Extraits : Une Europe pour la solidarité dans la liberté
P.F. : Qu’est-ce que vous pouvez me donner comme raison d’être européenne, de me sentir européenne ?Raoul-Marc Jennar : Moi je pense qu’il y a un quelque chose d’important qui est commun aux peuples d’Europe qui n’a rien à voir avec la construction européenne, - ce qu’on appelle la « construction européenne », c’est-à-dire le processus politique qui est en cours depuis 1957 depuis le traité de Rome - et qui relève plutôt d’une vision de société, d’un modèle de société, peut-être même d’une civilisation européenne qui se distingue assez fortement de ce qui se fait Outre-Atlantique comme tout autant fortement sinon davantage encore de ce qui a été tenté dans le modèle soviétique. Et j’ai trouvé ça, moi, dans un travail que j’ai fait sur l’histoire des constitutions en Europe.

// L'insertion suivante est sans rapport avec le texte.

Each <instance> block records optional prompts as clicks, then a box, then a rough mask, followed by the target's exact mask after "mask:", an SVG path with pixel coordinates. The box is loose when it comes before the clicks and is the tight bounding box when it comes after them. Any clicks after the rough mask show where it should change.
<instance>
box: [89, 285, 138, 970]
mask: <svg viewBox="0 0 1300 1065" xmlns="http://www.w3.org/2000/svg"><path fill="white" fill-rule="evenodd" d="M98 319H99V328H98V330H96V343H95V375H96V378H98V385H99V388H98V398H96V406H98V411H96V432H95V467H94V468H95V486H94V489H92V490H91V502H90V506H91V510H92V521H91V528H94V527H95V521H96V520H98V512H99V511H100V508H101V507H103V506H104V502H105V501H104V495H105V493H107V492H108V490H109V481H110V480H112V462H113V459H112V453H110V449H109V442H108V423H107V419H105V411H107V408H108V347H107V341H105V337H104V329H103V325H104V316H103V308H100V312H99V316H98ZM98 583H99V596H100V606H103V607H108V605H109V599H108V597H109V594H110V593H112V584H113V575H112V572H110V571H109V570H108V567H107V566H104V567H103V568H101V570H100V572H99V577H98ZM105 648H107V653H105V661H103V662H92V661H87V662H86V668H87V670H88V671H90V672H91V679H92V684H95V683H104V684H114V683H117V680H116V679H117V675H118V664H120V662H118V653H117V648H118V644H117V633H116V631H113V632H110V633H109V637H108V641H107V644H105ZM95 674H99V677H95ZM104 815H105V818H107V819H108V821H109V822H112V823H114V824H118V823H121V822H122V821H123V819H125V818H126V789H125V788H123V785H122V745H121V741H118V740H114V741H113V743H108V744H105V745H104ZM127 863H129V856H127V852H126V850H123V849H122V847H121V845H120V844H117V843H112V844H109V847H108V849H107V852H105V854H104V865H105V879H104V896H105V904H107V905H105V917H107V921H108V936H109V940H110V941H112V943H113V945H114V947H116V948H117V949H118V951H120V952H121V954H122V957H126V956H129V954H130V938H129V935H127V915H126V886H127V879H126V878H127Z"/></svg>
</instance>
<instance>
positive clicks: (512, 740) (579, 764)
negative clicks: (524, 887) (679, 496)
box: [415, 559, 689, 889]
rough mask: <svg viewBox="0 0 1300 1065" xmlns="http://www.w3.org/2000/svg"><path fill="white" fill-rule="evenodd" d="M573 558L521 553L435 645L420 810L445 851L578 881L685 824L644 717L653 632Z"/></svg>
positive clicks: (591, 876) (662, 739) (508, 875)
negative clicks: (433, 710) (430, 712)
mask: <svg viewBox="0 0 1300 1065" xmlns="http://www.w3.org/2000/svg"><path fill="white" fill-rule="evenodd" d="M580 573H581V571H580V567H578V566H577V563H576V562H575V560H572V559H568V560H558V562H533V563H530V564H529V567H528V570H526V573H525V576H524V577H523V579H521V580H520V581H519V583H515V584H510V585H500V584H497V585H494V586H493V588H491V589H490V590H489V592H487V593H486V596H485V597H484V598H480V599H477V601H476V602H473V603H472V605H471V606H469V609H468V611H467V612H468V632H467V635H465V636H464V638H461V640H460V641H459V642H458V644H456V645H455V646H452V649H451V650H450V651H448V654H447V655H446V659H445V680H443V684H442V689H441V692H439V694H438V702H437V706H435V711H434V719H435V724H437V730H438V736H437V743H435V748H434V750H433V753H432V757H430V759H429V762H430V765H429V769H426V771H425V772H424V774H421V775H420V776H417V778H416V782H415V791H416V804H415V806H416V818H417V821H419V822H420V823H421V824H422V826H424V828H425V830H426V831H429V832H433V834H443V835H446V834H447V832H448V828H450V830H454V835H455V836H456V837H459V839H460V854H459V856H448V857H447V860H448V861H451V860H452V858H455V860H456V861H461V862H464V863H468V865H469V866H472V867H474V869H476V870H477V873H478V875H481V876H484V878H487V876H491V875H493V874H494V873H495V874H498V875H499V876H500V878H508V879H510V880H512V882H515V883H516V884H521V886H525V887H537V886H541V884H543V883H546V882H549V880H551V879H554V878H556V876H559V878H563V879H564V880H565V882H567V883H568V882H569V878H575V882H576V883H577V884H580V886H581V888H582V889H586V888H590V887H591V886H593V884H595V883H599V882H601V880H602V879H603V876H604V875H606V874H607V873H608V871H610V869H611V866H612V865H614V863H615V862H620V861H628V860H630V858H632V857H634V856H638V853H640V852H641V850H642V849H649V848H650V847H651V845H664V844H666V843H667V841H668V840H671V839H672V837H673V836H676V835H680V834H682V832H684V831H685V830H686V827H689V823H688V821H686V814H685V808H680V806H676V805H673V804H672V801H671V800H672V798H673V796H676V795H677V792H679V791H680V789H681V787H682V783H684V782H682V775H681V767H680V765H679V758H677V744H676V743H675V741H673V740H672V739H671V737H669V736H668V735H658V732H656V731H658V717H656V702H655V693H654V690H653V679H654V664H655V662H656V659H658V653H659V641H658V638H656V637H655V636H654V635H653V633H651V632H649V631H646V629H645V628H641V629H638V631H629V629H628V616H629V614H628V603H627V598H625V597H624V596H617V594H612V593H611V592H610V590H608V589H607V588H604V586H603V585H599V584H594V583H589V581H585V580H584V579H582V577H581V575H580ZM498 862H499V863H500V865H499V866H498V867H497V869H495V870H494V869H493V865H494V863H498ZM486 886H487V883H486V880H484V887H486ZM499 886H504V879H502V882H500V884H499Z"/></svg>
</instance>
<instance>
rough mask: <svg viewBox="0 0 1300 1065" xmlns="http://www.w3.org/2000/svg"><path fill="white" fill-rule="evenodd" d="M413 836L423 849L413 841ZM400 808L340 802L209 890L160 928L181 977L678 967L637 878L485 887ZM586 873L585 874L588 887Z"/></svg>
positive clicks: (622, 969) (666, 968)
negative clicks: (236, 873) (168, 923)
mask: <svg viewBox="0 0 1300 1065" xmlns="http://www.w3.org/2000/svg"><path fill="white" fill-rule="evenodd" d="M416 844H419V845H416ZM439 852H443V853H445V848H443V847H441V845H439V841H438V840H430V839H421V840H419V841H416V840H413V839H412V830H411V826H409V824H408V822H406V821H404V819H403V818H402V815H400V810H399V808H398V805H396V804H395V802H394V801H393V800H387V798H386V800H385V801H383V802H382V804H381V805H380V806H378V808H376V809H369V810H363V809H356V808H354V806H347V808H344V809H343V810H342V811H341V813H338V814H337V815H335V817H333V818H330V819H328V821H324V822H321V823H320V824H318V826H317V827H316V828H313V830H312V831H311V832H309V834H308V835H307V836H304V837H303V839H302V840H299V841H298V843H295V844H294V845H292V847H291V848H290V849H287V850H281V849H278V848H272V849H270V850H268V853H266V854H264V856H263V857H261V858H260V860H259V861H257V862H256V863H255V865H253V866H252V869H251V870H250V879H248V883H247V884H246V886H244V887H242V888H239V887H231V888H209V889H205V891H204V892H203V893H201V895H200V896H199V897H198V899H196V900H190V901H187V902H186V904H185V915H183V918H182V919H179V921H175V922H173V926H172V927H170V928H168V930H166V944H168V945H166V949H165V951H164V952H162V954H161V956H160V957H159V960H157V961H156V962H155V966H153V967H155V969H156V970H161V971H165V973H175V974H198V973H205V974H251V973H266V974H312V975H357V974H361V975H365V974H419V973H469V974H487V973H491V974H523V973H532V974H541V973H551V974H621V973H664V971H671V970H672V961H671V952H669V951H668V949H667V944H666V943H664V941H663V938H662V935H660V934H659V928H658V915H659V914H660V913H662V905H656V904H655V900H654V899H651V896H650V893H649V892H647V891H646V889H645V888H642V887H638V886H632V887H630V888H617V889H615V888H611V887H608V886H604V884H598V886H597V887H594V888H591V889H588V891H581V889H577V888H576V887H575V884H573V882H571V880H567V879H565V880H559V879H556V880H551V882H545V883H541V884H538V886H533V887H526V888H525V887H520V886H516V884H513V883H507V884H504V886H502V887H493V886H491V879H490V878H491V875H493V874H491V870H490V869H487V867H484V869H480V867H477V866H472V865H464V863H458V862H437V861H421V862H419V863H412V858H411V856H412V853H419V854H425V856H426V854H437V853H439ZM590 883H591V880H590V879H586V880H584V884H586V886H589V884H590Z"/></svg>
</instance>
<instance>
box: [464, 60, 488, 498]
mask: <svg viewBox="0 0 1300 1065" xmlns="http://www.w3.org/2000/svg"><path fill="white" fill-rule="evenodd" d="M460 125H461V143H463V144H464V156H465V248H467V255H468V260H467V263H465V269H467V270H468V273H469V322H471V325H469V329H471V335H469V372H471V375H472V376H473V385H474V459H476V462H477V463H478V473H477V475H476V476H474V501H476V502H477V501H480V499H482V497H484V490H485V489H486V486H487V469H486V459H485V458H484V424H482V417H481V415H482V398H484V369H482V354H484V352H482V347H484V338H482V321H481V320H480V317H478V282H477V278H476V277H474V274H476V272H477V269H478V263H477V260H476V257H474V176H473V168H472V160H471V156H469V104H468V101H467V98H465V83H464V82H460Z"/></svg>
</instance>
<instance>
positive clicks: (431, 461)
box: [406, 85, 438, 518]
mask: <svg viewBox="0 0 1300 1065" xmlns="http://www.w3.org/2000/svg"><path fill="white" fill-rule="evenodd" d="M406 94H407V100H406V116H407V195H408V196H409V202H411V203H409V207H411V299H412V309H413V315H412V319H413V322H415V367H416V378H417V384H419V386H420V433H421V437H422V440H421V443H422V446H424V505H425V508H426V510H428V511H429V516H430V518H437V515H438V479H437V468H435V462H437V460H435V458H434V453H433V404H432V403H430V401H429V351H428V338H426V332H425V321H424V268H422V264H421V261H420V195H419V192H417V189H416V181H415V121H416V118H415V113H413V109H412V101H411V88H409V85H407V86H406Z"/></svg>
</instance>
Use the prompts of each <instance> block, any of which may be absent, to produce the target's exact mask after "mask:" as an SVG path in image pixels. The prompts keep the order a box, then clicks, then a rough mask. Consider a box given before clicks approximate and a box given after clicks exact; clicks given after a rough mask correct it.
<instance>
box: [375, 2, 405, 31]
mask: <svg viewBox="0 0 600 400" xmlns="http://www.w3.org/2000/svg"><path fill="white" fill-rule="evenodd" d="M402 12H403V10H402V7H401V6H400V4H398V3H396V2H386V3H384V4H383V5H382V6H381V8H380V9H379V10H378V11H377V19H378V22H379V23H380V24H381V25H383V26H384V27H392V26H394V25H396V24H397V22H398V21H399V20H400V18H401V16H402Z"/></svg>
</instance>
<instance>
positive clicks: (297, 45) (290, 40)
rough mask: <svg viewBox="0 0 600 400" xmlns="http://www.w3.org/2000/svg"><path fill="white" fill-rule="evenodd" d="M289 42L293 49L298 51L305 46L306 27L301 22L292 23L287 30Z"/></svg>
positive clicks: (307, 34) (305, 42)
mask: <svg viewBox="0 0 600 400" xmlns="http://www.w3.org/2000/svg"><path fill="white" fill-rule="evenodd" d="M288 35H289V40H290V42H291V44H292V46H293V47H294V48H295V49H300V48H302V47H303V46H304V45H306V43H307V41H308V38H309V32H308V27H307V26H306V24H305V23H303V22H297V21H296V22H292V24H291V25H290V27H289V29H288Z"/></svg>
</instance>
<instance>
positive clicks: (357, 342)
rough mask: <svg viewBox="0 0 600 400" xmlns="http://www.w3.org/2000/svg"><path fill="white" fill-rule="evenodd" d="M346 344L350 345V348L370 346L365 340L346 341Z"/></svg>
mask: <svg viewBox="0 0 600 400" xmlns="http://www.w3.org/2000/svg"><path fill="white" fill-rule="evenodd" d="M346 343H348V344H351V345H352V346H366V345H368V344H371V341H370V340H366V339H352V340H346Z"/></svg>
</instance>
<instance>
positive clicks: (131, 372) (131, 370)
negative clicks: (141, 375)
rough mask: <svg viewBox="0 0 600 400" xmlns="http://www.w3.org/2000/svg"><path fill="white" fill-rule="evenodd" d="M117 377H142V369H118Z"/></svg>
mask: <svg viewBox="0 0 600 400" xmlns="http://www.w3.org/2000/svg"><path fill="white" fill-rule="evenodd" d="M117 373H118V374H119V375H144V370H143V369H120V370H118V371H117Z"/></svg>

C’est en Europe, et nulle part ailleurs dans le monde, qu’au XVIIIème siècle, des gens, de tous Etats, ont formulé deux sortes d’exigences. Tout d’abord, des libertés individuelles : on était sous l’Ancien Régime partout, on était dans un régime despotique qui n’assurait pas les libertés individuelles minimales, donc il y a tout un corpus de libertés que l’on a retrouvé, par exemple, et avec toute la solennité du texte, dans la Déclaration des Droits de l’Homme et du Citoyen de 1789. Mais on a souvent oublié, trop souvent d’ailleurs, qu’en même temps - il suffit de relire (c’est publié) les cahiers de doléances, les fameux cahiers de doléances adressés aux Etats Généraux convoqués par Louis XVI; mais il faut aller aussi en Italie par exemple (l’Italie n’existait pas encore comme telle, mais il y avait des républiques italiennes) ; les Pays-Bas n’existaient pas mais il y a eu un moment une République batave; la Belgique n’existait pas mais il y avait à Liège et en Brabant des mouvements révolutionnaires, en Allemagne aussi - et qu’est-ce qu’on trouve dans tous les textes dont on va retrouver, par exemple, la trace dans la Constitution de l’An I de la République, de la Constitution de 1793 : des droits collectifs. Moi j’ai trouvé dans ces textes, mais je vais le dire dans le français d’aujourd’hui parce que ce n’était pas écrit comme ça, évidemment, maisdes attentes pour assurer le logement, des attentes pour qu’il y ait un salaire minimum garanti, encore une fois ce n’était pas formulé comme ça, mais qu’il y ait une sorte d’assurance, de certitude que, au moins, tous ceux qui travaillent toucheraient un minimum convenu; des attentes pour une sorte de pension de retraite, bref, l’évocation de toute une série de droits sociaux, de droits collectifs. Et ça, pour moi, c’est tout aussi important que les droits individuels, mais c’est la traduction d’un modèle de société parce que les droits collectifs, c’est la solidarité. Pour que ces droits puissent être exercés, il faut des mécanismes par lesquels on mutualiste les coûts, c’est ce qu’on appelle aujourd’hui la redistribution.
Alors c’est ça, pour moi, le projet européen, c’est ça, ce qui fait l’essence de l’Europe. C’est que, depuis 200 ans, on s’emploie à construire un modèle de société où on organise la solidarité dans la liberté.